Pointer / branch consequences

  • ...

Adjacent handoff

  • git-workflow when ...
  • npm-git-install when ...
  • workflow-automation when ...

### Step 6: Use the mode packets, not a giant improvised command dump
Pull the exact packet from [references/mode-packets-and-hosted-constraints.md](references/mode-packets-and-hosted-constraints.md).

Rules:
- `boundary decision` should compare submodule with subtree / vendoring / package delivery directly.
- `bootstrap-and-clone` and `sync-to-pinned-commit` must preserve the difference between **restore recorded state** and **upgrade pointer**.
- `advance-tracked-branch` must make branch intent explicit and commit the resulting pointer update in the superproject.
- `edit-inside-submodule` must avoid detached-`HEAD` commit loss.
- `ci-checkout` must make private-submodule auth explicit.
- `hosted-constraint` must call out public-only or URL-form restrictions instead of pretending hosted builds will authenticate like a local clone.

## Output format
Return a short operator-style **Git Submodule Brief**.

Required qualities:
- pick one workflow mode
- say whether submodule is actually the right tool
- make detached-`HEAD` / pointer consequences explicit
- include CI/auth or hosted-platform notes when relevant
- route away cleanly when the problem belongs to another skill

## Examples

### Example 1: bootstrap after clone
Input: "I cloned the repo and the vendor directory is empty. There's a `.gitmodules` file."
Output: choose `bootstrap-and-clone`, recommend `git submodule update --init --recursive`, explain that this restores the pinned contents rather than upgrading anything, and mention private-auth caveats if applicable.

### Example 2: update a tracked dependency
Input: "We track the main branch of a docs repo as a submodule and want the latest commit."
Output: choose `advance-tracked-branch`, set or confirm `submodule.<name>.branch`, run `git submodule update --remote <path>`, then commit the pointer update in the superproject.

### Example 3: choose boundary
Input: "Should this shared component repo be a submodule or subtree?"
Output: choose `boundary decision`, compare separate-history/pinning needs against clone simplicity, and route to subtree if consumers should not deal with recursive bootstrap.

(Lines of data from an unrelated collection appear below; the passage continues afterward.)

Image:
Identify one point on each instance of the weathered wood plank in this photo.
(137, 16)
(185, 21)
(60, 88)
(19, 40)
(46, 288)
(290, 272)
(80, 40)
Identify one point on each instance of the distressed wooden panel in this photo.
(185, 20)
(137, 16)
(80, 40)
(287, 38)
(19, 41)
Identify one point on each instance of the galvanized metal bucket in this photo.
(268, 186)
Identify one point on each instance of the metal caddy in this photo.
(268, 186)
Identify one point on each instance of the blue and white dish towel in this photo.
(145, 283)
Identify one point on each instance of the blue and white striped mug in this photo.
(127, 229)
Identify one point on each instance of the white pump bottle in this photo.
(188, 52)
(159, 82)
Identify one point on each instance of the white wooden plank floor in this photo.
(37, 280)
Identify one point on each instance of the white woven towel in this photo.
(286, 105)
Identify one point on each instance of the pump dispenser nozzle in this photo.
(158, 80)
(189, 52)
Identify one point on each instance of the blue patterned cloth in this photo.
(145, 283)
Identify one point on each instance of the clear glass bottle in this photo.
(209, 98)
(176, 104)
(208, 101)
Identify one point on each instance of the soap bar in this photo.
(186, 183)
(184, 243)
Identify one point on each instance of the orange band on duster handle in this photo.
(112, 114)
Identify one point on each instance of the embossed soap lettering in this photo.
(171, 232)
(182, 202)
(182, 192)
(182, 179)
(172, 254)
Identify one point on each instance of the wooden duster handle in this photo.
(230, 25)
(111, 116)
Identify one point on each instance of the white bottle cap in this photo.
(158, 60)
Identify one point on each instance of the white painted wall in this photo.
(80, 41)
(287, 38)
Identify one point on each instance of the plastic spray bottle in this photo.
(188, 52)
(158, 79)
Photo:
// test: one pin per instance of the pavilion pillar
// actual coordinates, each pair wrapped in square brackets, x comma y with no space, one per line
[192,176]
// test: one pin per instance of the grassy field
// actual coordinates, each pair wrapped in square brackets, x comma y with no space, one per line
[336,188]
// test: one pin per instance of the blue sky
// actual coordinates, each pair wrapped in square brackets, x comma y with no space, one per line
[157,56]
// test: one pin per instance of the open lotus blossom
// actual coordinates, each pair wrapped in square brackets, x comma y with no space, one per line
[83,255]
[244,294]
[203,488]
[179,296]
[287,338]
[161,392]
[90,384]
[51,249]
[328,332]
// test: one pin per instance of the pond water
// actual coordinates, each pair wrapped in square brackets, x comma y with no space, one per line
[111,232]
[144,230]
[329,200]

### Example 4: hosted-platform constraint
Input: "Our GitHub Pages build uses a private docs-theme submodule and keeps failing."
Output: choose `hosted-constraint`, explain the public-`https://` GitHub Pages limitation, and route away from a private-submodule Pages design instead of pretending auth fixes it.

## Best practices
1. Start with the boundary decision, not the command list.
2. Distinguish **match pinned commit** from **advance upstream pointer**.
3. Treat detached `HEAD` as normal-but-important operator state, not as a mysterious Git bug.
4. Keep submodule mechanics separate from generic Git history repair.
5. Make CI checkout, hosted-platform limits, and auth part of the main workflow whenever submodules are involved.

## References
- [Git Book: Submodules](https://git-scm.com/book/en/v2/Git-Tools-Submodules)
- [git-submodule documentation](https://git-scm.com/docs/git-submodule)
- [Atlassian: Git submodule](https://www.atlassian.com/git/tutorials/git-submodule)
- [Atlassian: Git subtree](https://www.atlassian.com/git/tutorials/git-subtree)
- [GitHub Actions checkout](https://github.com/actions/checkout#checkout-multiple-repos-private)
- [GitHub Pages submodule limitations](https://docs.github.com/en/pages/getting-started-with-github-pages/using-submodules-with-github-pages)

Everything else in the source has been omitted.